- Year 2019
- NSF Noyce Award # 1557254
- First Name Kristine
- Last Name Callan
- Discipline Biology, Chemistry, Computer Science, Engineering, Geosciences, Math, Physics
Wendy K. Adams, Colorado School of Mines, firstname.lastname@example.org;
Renee Falconer, Colorado School of Mines, email@example.com
Savannah Logan, Colorado School of Mines, firstname.lastname@example.org
There is a serious shortage of secondary math and science teachers in the United States, and relatively few recruiting materials have been developed and tested to help meet this need. This poster will describe how we have developed and tested new materials to recruit secondary teachers and help fill this gap.
What written and visual materials work best for recruiting future STEM teachers? Do location or demographics play a role in the success of recruitment materials? Do faculty and students react differently to recruitment materials?
We worked with a marketing expert to develop tag lines, sentences, and other written material based on our previous research on perceptions of teaching as a profession. We then tested those materials using surveys and focus groups with faculty and students at several US universities.
Our research has shown that certain statements and tag lines about teaching give a positive view of the profession, while others, while appearing positive on the surface, have a negative impact on views of the teaching profession. Furthermore, our results suggest that location plays a significant role in determining which written materials resonate most with students and faculty, and that demographics may play a role in determining which visual materials work best in recruiting future teachers.
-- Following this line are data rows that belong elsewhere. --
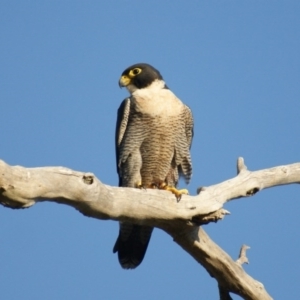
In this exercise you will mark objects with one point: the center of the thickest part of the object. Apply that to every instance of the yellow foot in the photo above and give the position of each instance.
(139, 185)
(176, 192)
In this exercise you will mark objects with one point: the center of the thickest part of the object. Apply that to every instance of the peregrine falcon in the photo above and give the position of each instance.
(154, 132)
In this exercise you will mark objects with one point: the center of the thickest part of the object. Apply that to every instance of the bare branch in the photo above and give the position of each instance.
(22, 187)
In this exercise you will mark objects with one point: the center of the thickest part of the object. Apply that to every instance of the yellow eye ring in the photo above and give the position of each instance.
(135, 72)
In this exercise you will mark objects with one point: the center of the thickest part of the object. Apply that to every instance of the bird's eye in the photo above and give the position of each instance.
(135, 71)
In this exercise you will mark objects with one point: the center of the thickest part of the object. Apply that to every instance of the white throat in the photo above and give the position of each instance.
(157, 84)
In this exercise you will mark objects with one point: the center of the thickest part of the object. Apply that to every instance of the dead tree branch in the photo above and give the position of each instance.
(22, 187)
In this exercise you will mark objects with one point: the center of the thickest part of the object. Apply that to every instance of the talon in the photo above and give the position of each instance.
(176, 192)
(140, 186)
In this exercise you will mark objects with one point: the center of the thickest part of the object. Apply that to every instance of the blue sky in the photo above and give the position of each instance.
(235, 63)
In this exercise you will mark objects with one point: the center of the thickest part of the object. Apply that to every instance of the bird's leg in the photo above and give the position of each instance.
(139, 185)
(176, 192)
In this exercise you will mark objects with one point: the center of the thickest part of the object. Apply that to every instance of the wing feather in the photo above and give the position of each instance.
(122, 120)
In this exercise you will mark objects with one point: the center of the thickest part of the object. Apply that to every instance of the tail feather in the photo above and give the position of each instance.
(132, 244)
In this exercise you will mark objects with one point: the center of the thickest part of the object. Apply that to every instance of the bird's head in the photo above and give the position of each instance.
(139, 76)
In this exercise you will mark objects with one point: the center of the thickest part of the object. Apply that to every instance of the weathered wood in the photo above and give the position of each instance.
(22, 187)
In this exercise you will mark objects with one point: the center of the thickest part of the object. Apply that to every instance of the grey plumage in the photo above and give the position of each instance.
(153, 136)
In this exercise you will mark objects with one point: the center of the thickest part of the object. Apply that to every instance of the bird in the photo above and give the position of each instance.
(154, 132)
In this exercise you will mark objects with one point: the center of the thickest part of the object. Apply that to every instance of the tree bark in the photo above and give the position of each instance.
(22, 187)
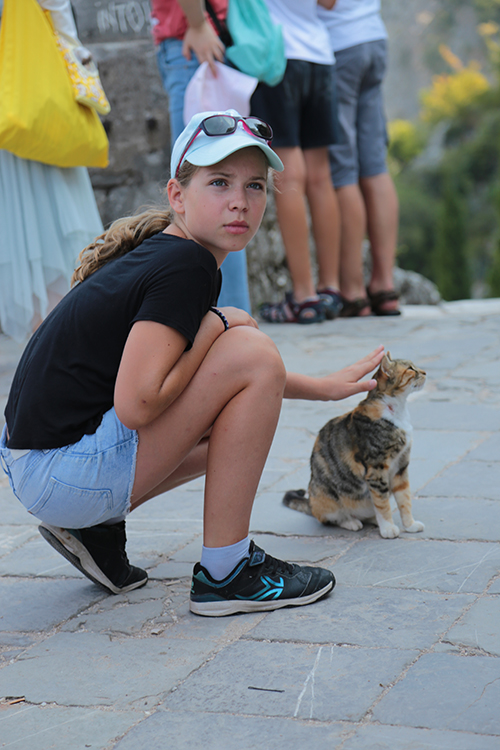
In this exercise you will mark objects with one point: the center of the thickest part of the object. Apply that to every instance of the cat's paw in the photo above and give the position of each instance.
(352, 524)
(415, 526)
(388, 530)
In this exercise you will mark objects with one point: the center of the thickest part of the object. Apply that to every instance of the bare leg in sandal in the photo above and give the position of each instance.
(382, 213)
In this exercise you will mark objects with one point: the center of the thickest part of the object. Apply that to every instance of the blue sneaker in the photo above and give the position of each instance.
(257, 584)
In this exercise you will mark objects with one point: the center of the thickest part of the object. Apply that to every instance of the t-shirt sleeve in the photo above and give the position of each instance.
(180, 292)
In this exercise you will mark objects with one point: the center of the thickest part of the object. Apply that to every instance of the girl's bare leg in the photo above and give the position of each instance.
(237, 391)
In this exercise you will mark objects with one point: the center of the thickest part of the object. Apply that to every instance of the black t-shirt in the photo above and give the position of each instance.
(66, 377)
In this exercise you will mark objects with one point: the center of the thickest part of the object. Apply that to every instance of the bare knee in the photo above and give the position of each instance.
(256, 355)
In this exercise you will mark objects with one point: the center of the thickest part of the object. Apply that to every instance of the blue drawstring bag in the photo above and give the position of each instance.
(258, 48)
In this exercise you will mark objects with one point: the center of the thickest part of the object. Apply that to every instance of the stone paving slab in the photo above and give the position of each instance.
(403, 654)
(29, 605)
(302, 681)
(185, 731)
(479, 628)
(375, 737)
(474, 479)
(357, 616)
(446, 690)
(123, 673)
(57, 728)
(453, 567)
(459, 518)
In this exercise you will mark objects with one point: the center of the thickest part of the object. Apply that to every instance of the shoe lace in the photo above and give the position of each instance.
(278, 566)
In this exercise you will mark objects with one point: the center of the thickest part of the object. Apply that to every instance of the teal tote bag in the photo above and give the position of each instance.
(258, 48)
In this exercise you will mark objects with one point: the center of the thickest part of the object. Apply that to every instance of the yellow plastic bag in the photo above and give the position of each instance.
(85, 81)
(39, 118)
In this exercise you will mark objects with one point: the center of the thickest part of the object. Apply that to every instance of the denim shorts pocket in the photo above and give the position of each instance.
(71, 507)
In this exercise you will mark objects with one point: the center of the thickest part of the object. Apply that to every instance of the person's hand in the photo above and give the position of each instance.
(346, 382)
(236, 317)
(206, 45)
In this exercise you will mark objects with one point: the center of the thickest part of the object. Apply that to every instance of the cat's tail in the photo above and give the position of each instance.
(297, 500)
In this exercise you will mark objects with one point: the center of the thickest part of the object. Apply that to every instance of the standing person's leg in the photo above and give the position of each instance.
(376, 184)
(382, 210)
(350, 66)
(325, 216)
(176, 72)
(353, 231)
(319, 129)
(281, 106)
(292, 217)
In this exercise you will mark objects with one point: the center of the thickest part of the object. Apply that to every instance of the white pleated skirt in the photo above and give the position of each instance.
(47, 216)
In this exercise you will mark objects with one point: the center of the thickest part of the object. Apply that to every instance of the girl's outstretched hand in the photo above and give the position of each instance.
(347, 382)
(342, 384)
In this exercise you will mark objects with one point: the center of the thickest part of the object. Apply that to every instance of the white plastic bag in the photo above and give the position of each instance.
(229, 90)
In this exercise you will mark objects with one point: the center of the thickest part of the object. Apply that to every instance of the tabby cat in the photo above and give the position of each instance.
(359, 459)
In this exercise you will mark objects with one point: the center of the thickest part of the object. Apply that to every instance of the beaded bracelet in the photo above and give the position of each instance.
(221, 316)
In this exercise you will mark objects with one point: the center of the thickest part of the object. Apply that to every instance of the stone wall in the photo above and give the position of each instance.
(118, 33)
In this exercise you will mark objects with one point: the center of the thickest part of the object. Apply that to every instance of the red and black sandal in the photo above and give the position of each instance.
(311, 310)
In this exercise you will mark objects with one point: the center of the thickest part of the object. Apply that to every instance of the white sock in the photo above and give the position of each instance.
(220, 561)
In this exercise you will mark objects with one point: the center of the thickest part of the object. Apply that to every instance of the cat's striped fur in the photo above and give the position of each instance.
(361, 458)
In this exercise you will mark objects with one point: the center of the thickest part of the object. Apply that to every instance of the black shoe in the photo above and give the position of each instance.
(258, 583)
(332, 302)
(99, 553)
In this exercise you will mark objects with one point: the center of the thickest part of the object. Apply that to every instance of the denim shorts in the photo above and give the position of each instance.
(79, 485)
(362, 145)
(302, 109)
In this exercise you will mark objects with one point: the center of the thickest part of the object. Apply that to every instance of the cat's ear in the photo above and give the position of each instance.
(385, 365)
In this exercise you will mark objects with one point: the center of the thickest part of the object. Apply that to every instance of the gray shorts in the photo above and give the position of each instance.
(79, 485)
(362, 145)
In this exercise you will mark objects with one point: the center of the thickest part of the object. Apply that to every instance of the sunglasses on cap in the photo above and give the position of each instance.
(218, 125)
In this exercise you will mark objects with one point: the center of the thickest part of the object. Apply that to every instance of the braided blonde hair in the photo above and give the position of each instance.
(127, 233)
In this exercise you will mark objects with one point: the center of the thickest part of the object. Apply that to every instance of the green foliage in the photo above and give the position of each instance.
(450, 208)
(451, 267)
(406, 141)
(417, 221)
(451, 94)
Lastly, we have determined that faculty and students react differently to recruiting materials and that separate materials must be developed depending on your target audience.
The nation is facing a serious shortage of qualified secondary STEM teachers; without recruiting new teachers to meet this need, science and math education in the United States will decline at all levels. By developing new, research-based materials for recruiting secondary STEM teachers, we hope to help close this gap, which will strengthen STEM teacher education programs and ultimately bring a better understanding of science and math to both future STEM professionals and the general public.